Leigh and Leslie Keno, who taught Americans how to love age-old layers of dirt (patina!) and hairy-paw mahogany feet, are suddenly smitten with the sleek chic of glass-clad furniture and lighting with an Italian accent. The Antiques Roadshow twins aren’t turning their backs on Chippendale; they remain faithful to their quest for the best, whether it was designed 76 years ago by architects in Milan or 250 years ago by the famous cabinetmakers of Newport, Rhode Island.
"A room with classic architecture doesn’t need another 12-arm chandelier," opines Leslie Keno, who is taking a break from his senior vice-presidential duties at Sotheby’s to visit brother Leigh and check out his latest haul. "I’d much rather see a blend of the old with the new," he says while flipping through Christie’s and Sotheby’s auction catalogs, pointing out rock-glam chandeliers by Fontana Arte.

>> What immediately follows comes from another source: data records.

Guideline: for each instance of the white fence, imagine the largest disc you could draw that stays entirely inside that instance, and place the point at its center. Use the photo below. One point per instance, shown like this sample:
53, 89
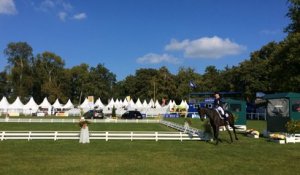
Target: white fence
98, 135
185, 132
292, 138
44, 120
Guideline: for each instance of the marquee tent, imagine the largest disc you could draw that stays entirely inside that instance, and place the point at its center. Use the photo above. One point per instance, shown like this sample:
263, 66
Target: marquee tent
4, 105
68, 105
46, 106
16, 106
30, 107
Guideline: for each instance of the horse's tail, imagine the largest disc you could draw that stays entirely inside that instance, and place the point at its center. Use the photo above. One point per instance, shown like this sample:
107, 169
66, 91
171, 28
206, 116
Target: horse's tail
231, 119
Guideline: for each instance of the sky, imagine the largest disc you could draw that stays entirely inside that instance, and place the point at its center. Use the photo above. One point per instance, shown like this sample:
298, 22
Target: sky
127, 35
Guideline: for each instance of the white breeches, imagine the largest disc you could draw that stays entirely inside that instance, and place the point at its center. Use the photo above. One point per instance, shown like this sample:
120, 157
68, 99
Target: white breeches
220, 109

"Fontana Arte was expensive when first made; the craftsmanship is amazing," notes Leigh (right), who recently scored this low-slung coffee table by Fontana at Sollo Rago auction house in Lambertville, New Jersey. Flashes of gold leaf peek through the aquamarine glass top, but it was the chipped-ice-like edge and flat, primitive drawings by artist Duilio Barnabé (nicknamed "Dubé") that convinced Leigh to go the distance—$10,800.
The tabletop reminds Leslie of reverse-glass painting—"like the eglomise found on a banjo clock," he says, stroking the table’s edge, which looks jagged but feels smooth. "I love the primitivism," adds Leigh, pointing to the stump-shaped legs and flat, outlined faces. "Dubé’s paintings have sold for $25,000, and this painting on glass reflects his work on canvas."